Even a jury of non-martial artists would be hard pressed to find anything other than "guilty" when the defendant says: "He was walking toward me in what I perceived as a threatening manner, using harsh language, so I launched myself at him first". My common sense question as a juror might well be "Could you have gotten away in the first place, and why did you throw the first punch or launch yourself in order to "defend" yourself?
My teacher Stephen Hwa, Ph.D. tells me that Classical Tai Chi is a pure "defensive martial art". In the video you see him explaining and demonstrating the difference between "offensive" and "defensive" with the catalyst explained as "jumping off" or momentum force. So the question is if you launch yourself in any fashion toward the opponent to "defend" yourself, how is that a "defensive" tactic?
I have taught quite a number of students that do external or what are called hard style martial arts. Certainly, one can be attacked by hostile people, hostile animals, etc. But the question for me is at what cost do you defend yourself? I agree with Master Hwa that "...in a fight, anything goes..." But is your integrity, common sense, and training guiding you in "anything goes" defensively or offensively toward the attacker? From time to time, one of my students will remind me that that there are martial arts better, faster, stronger and quicker to learn that Tai Chi. So in that reasoning, could one learn to do several different martial arts, learning several times faster than Tai Chi and be several times better? Many indeed, very pretty, even flashy but are these several arts "offensive" or "defensive" because if they have a hint of offense, then don't they cross the line?
In the 1990's I was contacted by a martial artist named John C. John had seen me doing Wu's style sword form and asked for lessons. I told him I would teach him the sword if he learned the Wu's Square Form first. Note: This is not Classical Tai Chi's square form. John reminded me periodically that he had learned 7 different martial arts faster and appeared in an Inside Kung Fu article.
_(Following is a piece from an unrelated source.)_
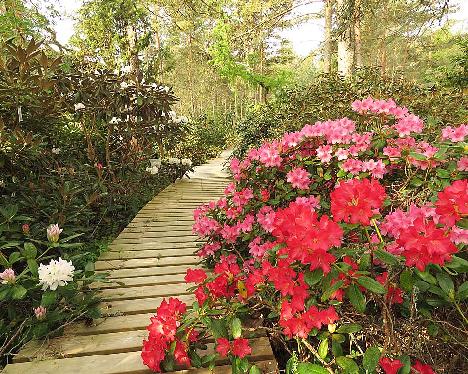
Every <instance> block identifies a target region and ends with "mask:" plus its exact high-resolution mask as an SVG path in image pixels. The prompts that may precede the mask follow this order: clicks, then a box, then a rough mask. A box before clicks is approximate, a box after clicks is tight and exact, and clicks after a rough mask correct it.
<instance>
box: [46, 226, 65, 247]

He said that he learned those faster than he would ever learn Tai Chi and hence never did learn the sword.
John, however, did not use internal discipline where one part in the core moves and one part does not move in any of the 7 arts, by the "jumping off" definition his arts were "offensive". My student Barry who did Karate and taught defensive tactics as a parole officer did not use internal energy. Barry told me that he has learned several martial arts but that learning internal discipline has been the most challenging, by the "jumping off" definition his arts were "offensive" Another of my students Anh has done Wing Chun for a long time but says learning internal discipline is more challenging and sophisticated.
In conclusion Master Hwa makes a great point that there is a big difference in the use of force "offensively" as compared to "defensively". In another segment of the video he also states that Classical Tai Chi because of its dependence on a non-moving part of the body is a purely defensive art. If one is not moving that one part of the torso in other words, then how can you launch yourself toward the opponent while maintaining that non-moving part albeit in full momentum?